Una de las peores secuelas del proceso ha sido y es la caza de brujas que desde un lado u otro se ha puesto en marcha contra los que no comulgan con el dogma preeminente. El último ejemplo lo tenemos en el mayor Josep Lluís Trapero, que para la parroquia más fanática ha pasado de héroe a traidor en un abrir de ojos, de manera injustificable. Recuerda todo el 'maccarthisme' de los Estados Unidos de los cincuenta, cuando el senador Joseph McCarthy abrió un proceso de calumnias, denuncias y listas negras contra personalidades sospechosas de ser comunistas.
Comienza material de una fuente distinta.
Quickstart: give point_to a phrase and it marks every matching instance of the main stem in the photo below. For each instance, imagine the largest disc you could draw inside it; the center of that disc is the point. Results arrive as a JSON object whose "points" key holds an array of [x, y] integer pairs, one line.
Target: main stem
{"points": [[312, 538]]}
El entorno más cercano a Trapero sabe que el mayor no ha sido nunca independentista. Si bien es cierto que ha flirt con reconocidos independentistas (sólo hay que recordar la famosa paella de Pilar Rahola en Cadaqués, con el presidente Carles Puigdemont), él no se ha mostrado nunca partidario. Sin embargo, el movimiento 'indepe' vio en él al Mosso referente. Antes de que las aguas bajaran tan bravas, Trapero fue el mayor que gestionó con éxito el atentado de la Rambla de Barcelona de 2017. Se hizo especialmente famoso gracias a la frase "Bueno, pues molt bé, pues adiós", con que respondió a una periodista que, airada, abandonó una rueda de prensa porque Trapero respondía una pregunta en catalán. El policía intentó explicar a la periodista que él respondía a las preguntas en el idioma que se le habían formulado, pero la mujer persistió en su enojo. La respuesta de Trapero fue 'trending topic' mundial en Twitter e, incluso, se hicieron camisetas. Había nacido un héroe.
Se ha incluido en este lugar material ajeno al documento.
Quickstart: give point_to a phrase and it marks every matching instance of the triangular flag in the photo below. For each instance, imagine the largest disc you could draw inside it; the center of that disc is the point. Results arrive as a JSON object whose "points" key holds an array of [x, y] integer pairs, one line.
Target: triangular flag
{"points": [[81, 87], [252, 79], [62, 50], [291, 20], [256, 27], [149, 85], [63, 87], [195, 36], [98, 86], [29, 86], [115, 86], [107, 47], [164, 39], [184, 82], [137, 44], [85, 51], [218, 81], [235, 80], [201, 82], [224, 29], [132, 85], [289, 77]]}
Pero, como decía el proverbio chino, si quieres que algo caiga, antes deberás poner bien alto... A Trapero, muchos de los que ahora lo fustigan le levantaron los altares, para luego dejarlo caer. El hombre, acusado de rebelión por la actuación de los Mossos en el referéndum del 1 de octubre, se ha defendido distanciándose tanto como ha podido de un movimiento independentista, con quien dice no comulgar; el Mosso califica de "barbaridad" algunas de las resoluciones del Parlamento dirigidas a declarar unilateralmente la independencia; a pesar de la paella, afirma que "no tenía ninguna relación estrecha" con Puigdemont; incluso, explica que tenían un plan para detener a Puigdemont y su Gobierno, en caso de que hubieran declarado la independencia. Una serie de afirmaciones que lo han descabalgado del pedestal en que lo habían instalado.
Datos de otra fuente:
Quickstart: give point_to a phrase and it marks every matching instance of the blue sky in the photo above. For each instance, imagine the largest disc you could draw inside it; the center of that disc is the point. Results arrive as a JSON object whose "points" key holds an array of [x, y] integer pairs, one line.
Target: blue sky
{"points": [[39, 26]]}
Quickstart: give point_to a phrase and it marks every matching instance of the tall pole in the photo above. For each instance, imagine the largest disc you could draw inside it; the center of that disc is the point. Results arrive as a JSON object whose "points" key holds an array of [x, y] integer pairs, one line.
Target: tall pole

Si bien es cierto que muchos lo siguen apoyando, otros, los más radicales, no saben qué hacer con la camiseta del "bueno, pues molt bé, pues adiós", y se dedican a lapidar a su exhéroe en plaza pública (Twitter). Nada nuevo en la historia del ‘procés’. Otros que se han apartado, más o menos ligeramente, de la doctrina principal, como el hasta hace poco portavoz de Esquerra en Madrid, Joan Tardà, han pasado por el mismo jardín.